Is there another option? You bet.
First let’s look at how you got stuck in the first place. Mentally rewind to the first time you opened the music…
The music was new. The page was clean, unblemished by markings and full of promise. You dove right in.
You worked out the fingering and all the other technical details. You drilled the tricky passages. You practiced hands separately and together. You worked slowly and carefully, using the metronome, checking the details of technique and expression. You did everything right.
And then it happened.
The piece seemed like it was almost to the finish line. All you had to do was conquer this one measure or speed it up a little more or put the sections together. But you couldn’t make it happen. Your progress started to slow down. So you doubled your efforts, but to no avail. At last you had to admit it: you were stuck.
This kind of learning plateau is a normal stage of learning. It’s a time when we absorb the information gathered in all those hours of practice. The music needs to simmer inside us like a rich and flavorful stew. The trick to surviving this plateau is in knowing what to do while all that internal simmering is taking place.
What you shouldn’t do is to put the piece away in frustration. Nor should you simply put your head down and charge ahead. What you should do is to bring some intention and imagination to your practice.
Intentional repetition differs from simply playing a piece or a passage multiple times. The critical factor is the purpose, or ”intention,” behind each repetition. If you have a single and very specifically focused goal for each time you repeat a passage or play through a piece, you are much more likely to achieve that goal.
For instance, you could focus on fingering for one repetition and on technique for the next. The next time you could work on dynamics and the next on phrasing. You could try playing it at half tempo, then at full speed. The key is to have one and only one intention for each repetition.
When you are working on technique, don’t try to get all the dynamics right. When you are playing it at tempo, don’t worry about the sloppy fingering. Just take one thing at a time. But take a different thing each time.
So instead of just playing that passage ten times through, you will play it ten times through differently each time. In this process you will find that you achieve a deeper understanding of the music and a more relaxed attitude toward the piece too which will allow that stew to simmer without your waiting impatiently for it to boil. In the process, you will be preparing your piece for its finish stage.
Remember that in practice we are trying to develop habits. Most often we try to develop the habit of correctness, trying to play everything correctly all the time.
But that can often lead us to practicing the same thing the same way all the time, which only creates a habit of correctness in that specific way. Practicing that passage half tempo only creates correctness at half tempo.
What we need to do instead is to create a habit that leads us to where we want the piece to go, to the finished product. And that calls for some courage and imagination.
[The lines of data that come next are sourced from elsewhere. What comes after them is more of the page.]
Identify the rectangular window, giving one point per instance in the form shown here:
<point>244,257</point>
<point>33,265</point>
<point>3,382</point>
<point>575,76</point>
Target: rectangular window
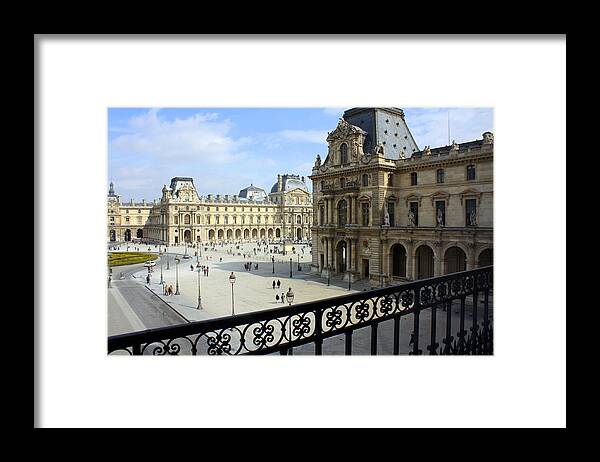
<point>365,213</point>
<point>414,208</point>
<point>440,175</point>
<point>471,212</point>
<point>440,213</point>
<point>391,210</point>
<point>470,172</point>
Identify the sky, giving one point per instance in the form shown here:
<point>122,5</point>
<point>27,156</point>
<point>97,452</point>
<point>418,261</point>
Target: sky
<point>227,149</point>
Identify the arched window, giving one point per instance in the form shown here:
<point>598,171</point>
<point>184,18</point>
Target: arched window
<point>470,172</point>
<point>342,213</point>
<point>440,175</point>
<point>344,154</point>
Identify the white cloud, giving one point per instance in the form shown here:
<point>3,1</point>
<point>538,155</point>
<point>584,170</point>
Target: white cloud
<point>202,137</point>
<point>304,136</point>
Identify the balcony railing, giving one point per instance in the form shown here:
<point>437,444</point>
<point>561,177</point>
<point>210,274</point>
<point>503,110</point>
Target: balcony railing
<point>280,330</point>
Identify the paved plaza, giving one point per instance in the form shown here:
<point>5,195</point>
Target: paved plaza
<point>252,291</point>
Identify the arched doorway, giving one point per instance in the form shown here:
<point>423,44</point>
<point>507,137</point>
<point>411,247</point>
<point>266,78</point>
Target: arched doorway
<point>424,261</point>
<point>398,255</point>
<point>486,258</point>
<point>455,260</point>
<point>340,254</point>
Here are a few ideas for some imaginative practice to help you get unstuck. You may find them unusual and even unmusical. But that’s the point – mixing things up to break the practice monotony and get you back on the road to progress.
Tactic 1: Go to Extremes. There’s no musical restraint here. Play it very slow or very fast or very loud or very soft. Nothing "appropriate"; nothing middle of the road.
Tactic 2: Fun House Mirror. Stuck on one passage? Don’t just play it - play with it. Distort it. Slow it down or speed it up at random. Change the rhythm. Change the dynamics. Mess with it. After all, it’s been messing with you.
Tactic 3: Speed Practice. What if you had to play this piece tomorrow? What would you do today in order to have it work tomorrow? What can you do right now? How much can you play very well and what would you have to change adapt or leave out? Start from where you are now and create a semi-finished product right now. Then add to it over the course of several days and see how much closer you can get to finishing the piece the way you want.
And when all else fails, just stay calm and let the stew simmer!